World Health Organization (2015). Active tuberculosis drug-safety monitoring and management (aDSM). Framework for implementation. Geneva, Switzerland WHO/HTM/TB/2015.28

Last quarter, SIAPS saw a sharp increase in SAEs in Georgia. The recording and reporting of aDSM primarily targets SAEs as a core requirement (WHO, 2015). As of December 2016, 73 SAEs had been reported by 48 patients. From September to December 2016, 36 SAEs were reported compared to 37 SAEs reported from April 2015 to September 2016. This significant increase in SAE recognition and reporting came after countrywide aDSM trainings conducted by SIAPS between August 24 and October 8, 2016, at which SIAPS, through the human resource capacity of the USAID/SIAPS-supported Phthisiologists and Pulmonologists Association of Georgia, trained more than 275 health care providers across Georgia. SIAPS significantly increased health care provider capacity to recognize and report SAEs that would have been missed prior to training and, as a result, underreported. Having a systematic approach to collect and report adverse event data and use that information to improve treatment regimens is vital to ensuring medicine safety in TB patients.

In addition to better overall recognition of SAEs by health care providers, their capacity to recognize and report nonfatal SAEs improved following the SIAPS trainings. Of the 36 SAEs reported in the last quarter, none were fatal, compared to the majority of reported SAEs that were death reports prior to the trainings. By building in-country capacity to proactively identify and manage adverse effects, public health programs are able improve patient safety, medication adherence, and patient outcomes, thereby reducing transmission and disease burden and minimizing the emergence and spread of drug resistance.

In addition to building clinician capacity, SIAPS worked to strengthen health system processes and management around aDSM. Close coordination of aDSM activities with country-level PV structures is essential to avoid overlap and duplication.
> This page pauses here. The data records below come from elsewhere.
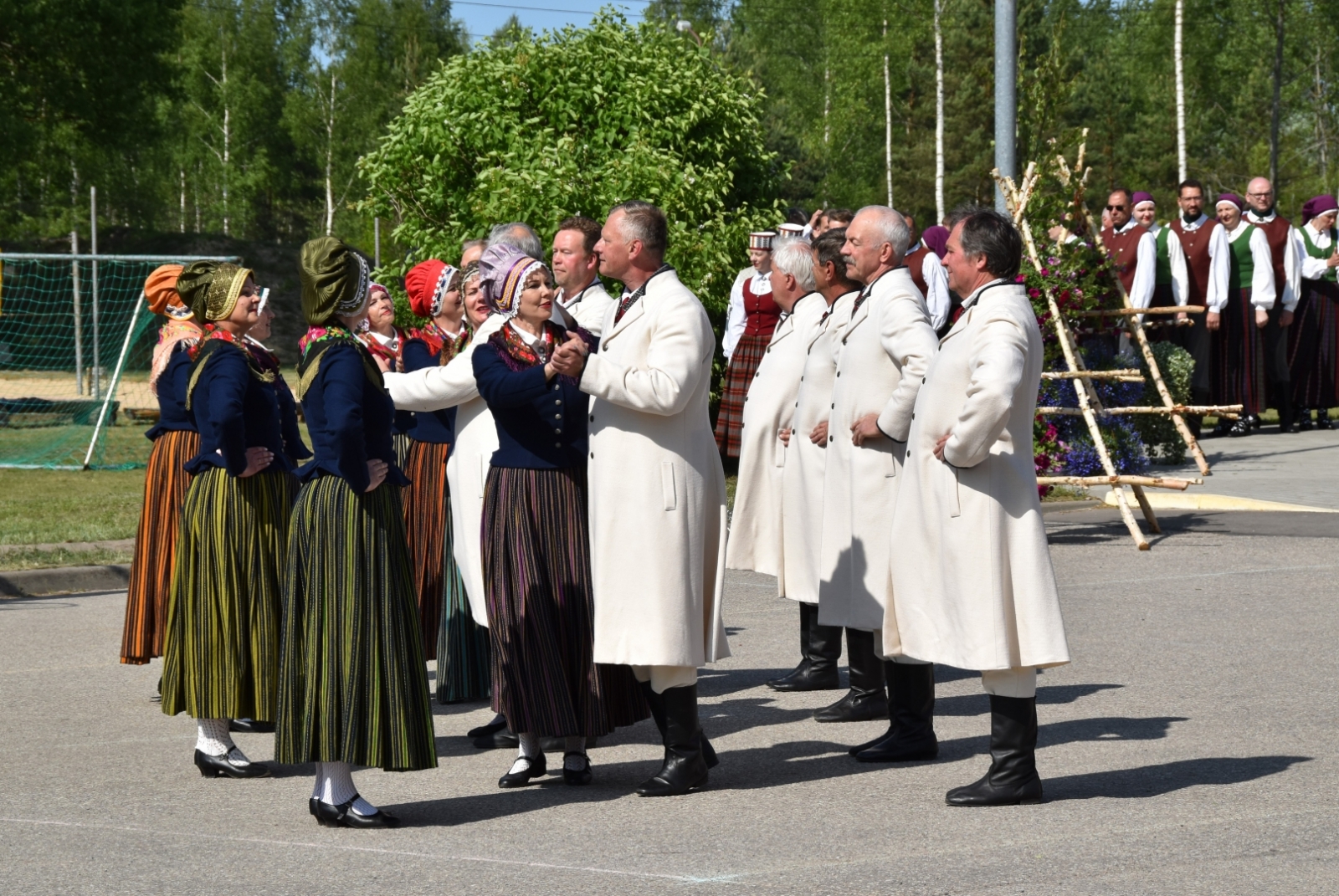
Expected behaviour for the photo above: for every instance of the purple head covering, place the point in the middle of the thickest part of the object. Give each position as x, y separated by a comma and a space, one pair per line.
936, 240
502, 272
1318, 205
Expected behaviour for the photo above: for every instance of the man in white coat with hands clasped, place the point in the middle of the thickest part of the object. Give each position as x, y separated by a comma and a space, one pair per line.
975, 586
658, 490
880, 356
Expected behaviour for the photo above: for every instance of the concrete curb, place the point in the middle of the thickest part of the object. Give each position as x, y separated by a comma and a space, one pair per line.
64, 580
1193, 501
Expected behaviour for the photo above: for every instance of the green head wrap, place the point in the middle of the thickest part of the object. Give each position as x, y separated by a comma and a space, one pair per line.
335, 280
211, 288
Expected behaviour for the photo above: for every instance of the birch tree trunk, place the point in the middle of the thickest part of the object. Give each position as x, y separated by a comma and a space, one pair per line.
939, 117
888, 120
1180, 94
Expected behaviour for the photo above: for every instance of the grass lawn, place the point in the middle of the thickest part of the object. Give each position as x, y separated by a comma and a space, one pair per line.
46, 506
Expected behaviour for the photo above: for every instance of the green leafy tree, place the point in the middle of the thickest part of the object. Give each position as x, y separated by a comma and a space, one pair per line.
540, 127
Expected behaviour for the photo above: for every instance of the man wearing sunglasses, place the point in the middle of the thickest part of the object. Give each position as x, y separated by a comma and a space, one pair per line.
1131, 248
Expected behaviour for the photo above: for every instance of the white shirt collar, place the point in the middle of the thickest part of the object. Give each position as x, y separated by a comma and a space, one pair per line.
972, 298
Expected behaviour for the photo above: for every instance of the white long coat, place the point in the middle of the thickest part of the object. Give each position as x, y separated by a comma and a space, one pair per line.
974, 584
434, 389
803, 477
769, 407
881, 356
658, 492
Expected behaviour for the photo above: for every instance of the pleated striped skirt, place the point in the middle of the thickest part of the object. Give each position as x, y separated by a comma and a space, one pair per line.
352, 684
537, 576
221, 648
462, 644
734, 390
425, 526
156, 545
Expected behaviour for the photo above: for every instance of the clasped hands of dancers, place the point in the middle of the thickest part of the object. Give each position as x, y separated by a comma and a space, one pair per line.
582, 450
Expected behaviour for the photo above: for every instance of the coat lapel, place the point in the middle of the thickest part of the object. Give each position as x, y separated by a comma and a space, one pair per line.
633, 314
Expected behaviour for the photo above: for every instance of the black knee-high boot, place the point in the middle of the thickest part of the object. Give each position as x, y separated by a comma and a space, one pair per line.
911, 714
820, 648
658, 711
685, 765
1013, 778
867, 699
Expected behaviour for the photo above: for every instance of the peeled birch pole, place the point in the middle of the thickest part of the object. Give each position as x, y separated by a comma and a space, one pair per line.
1084, 386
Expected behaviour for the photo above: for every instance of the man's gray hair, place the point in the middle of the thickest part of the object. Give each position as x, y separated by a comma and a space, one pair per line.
890, 227
796, 259
519, 234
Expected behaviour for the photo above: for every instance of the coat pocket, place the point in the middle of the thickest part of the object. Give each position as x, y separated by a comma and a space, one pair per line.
667, 485
955, 506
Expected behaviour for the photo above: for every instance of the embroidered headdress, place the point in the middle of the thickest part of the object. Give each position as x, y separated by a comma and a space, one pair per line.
335, 280
428, 284
211, 288
502, 272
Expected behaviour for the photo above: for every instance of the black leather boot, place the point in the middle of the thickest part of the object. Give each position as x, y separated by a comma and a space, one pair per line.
911, 709
820, 648
685, 766
867, 699
658, 713
1013, 778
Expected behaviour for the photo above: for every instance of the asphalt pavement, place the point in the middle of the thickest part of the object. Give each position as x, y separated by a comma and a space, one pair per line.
1189, 749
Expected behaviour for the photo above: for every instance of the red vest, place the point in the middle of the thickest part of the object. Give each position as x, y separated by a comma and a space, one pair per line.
1124, 249
763, 312
915, 263
1196, 245
1276, 232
Following the August–October 2016 trainings, the PV committee saw an increase in requests for routine support and supportive supervision by doctors completing SAE forms. This is in contrast to previous quarters, when clinicians contacted SIAPS directly for technical support. Previously, the most frequently requested assistance by doctors was correctly choosing the appropriate SAE classification and assessing causality when there was a concomitant treatment for comorbidities. To further support the NTP and PV committee, SIAPS is developing nine job aids for the most common anti-TB medicine toxicities. These job aids will list all medicines and medicine groups (other than TB medicines) that can cause the same adverse events. This will help guide the reasoning process of TB doctors while assessing the causality in complex comorbidity cases of TB patients receiving treatment for other diseases.

Health programs that systematically monitor patient safety can better prevent and manage medicine toxicities as well as improve health-related quality of life and treatment outcomes by taking early action to avert treatment interruption and other unfavorable patient outcomes (WHO, 2015).